Epidemiology of TMD Symptoms and Bite Changes Associated with MAD Use
Increased occurrences of TMD symptoms are not generally associated with use of MADs in the treatment of OSA. However, Clark and colleagues reported a prevalence estimate of between 10% and 13% of patients using a MAD who developed TMD symptoms that prevented use of the appliance. In addition, it has been reported that the changes became irreversible in 10% of patients using a MAD.
Classification of TMD/OFP
Dentists treating snoring and OSA should be familiar with the classification of TMDs and know how to diagnose and treat these problems when they occur. TMDs are broken down into 3 general categories: masticatory muscle disorders, TMJ articular disorders, and inflammatory disorders. The status of the TMJs and musculature must be determined before treatment of OSA with a MAD. The following sections describe the evaluation, diagnosis, and treatment of these disorders.

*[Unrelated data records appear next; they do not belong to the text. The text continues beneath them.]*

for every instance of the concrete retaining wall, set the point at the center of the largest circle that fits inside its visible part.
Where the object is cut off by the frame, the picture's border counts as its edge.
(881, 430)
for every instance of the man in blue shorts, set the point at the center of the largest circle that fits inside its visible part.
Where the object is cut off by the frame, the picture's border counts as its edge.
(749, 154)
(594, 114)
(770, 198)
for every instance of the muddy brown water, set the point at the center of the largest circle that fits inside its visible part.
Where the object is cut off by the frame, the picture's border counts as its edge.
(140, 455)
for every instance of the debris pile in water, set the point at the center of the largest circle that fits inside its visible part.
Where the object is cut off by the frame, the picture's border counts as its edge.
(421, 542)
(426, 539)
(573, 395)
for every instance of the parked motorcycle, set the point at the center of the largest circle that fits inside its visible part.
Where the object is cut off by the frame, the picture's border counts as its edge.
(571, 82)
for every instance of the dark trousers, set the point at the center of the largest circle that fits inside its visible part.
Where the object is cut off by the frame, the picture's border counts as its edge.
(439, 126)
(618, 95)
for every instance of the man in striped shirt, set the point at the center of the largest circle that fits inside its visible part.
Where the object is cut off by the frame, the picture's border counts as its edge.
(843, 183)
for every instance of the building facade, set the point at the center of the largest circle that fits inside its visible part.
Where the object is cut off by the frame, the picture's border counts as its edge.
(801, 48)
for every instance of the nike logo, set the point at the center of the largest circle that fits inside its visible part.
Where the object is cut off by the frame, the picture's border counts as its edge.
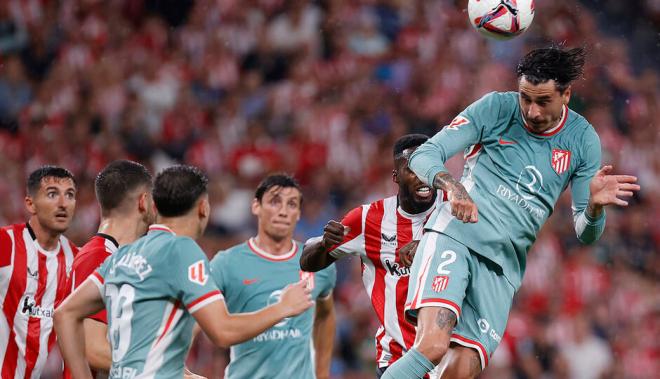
(33, 274)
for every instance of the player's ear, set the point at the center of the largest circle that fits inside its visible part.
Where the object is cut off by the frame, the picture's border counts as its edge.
(204, 208)
(143, 202)
(255, 206)
(29, 205)
(566, 96)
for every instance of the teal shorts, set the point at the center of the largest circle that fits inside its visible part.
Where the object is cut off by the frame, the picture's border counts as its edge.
(445, 273)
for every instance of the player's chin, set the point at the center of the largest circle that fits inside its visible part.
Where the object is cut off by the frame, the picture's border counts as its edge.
(60, 224)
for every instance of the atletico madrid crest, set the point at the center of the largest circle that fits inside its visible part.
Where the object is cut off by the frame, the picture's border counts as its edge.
(309, 277)
(440, 283)
(561, 160)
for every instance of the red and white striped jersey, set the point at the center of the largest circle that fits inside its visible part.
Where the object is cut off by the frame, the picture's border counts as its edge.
(33, 282)
(377, 232)
(88, 259)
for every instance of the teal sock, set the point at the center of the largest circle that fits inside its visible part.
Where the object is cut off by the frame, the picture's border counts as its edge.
(413, 365)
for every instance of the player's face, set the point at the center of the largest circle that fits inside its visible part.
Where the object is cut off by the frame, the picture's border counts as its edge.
(541, 104)
(412, 190)
(54, 203)
(278, 212)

Masticatory Muscle Disorders
Myalgia
Myalgia is described as a dull, aching, and continuous pain associated with muscle function. The subjective description of the disorder is then confirmed by palpation of the muscles and looking for replication of the pain complaint. If the palpation-induced pain spreads to sites remote from the normal neurosensory distribution of the muscle area, this indicates MFP and not simply myalgia.
MFP
Orofacial MFP has been described in the literature. MFP is defined as muscle pain associated with active or latent trigger points that radiate pain to remote sites such as adjacent muscle groups or nonmuscle structures such as the TMJs, sinuses, or teeth. In performing a differential diagnosis for OFP of unclear origin, the clinician should palpate all of the muscle groups that can potentially refer into the area of the pain complaint to see if the source of the pain is coming from the active or latent trigger point. MFP is the great imitator of other painful conditions. The MFP trigger points may also be associated with autonomic features that could confuse and mislead the unwary clinician into thinking the pain was caused by another problem such as neuropathy, dental pain, or a neurovascular disorder when the source of the pain was muscle. Fig. 1 shows known trigger points in the orofacial and cervical regions that refer pain into the teeth and head.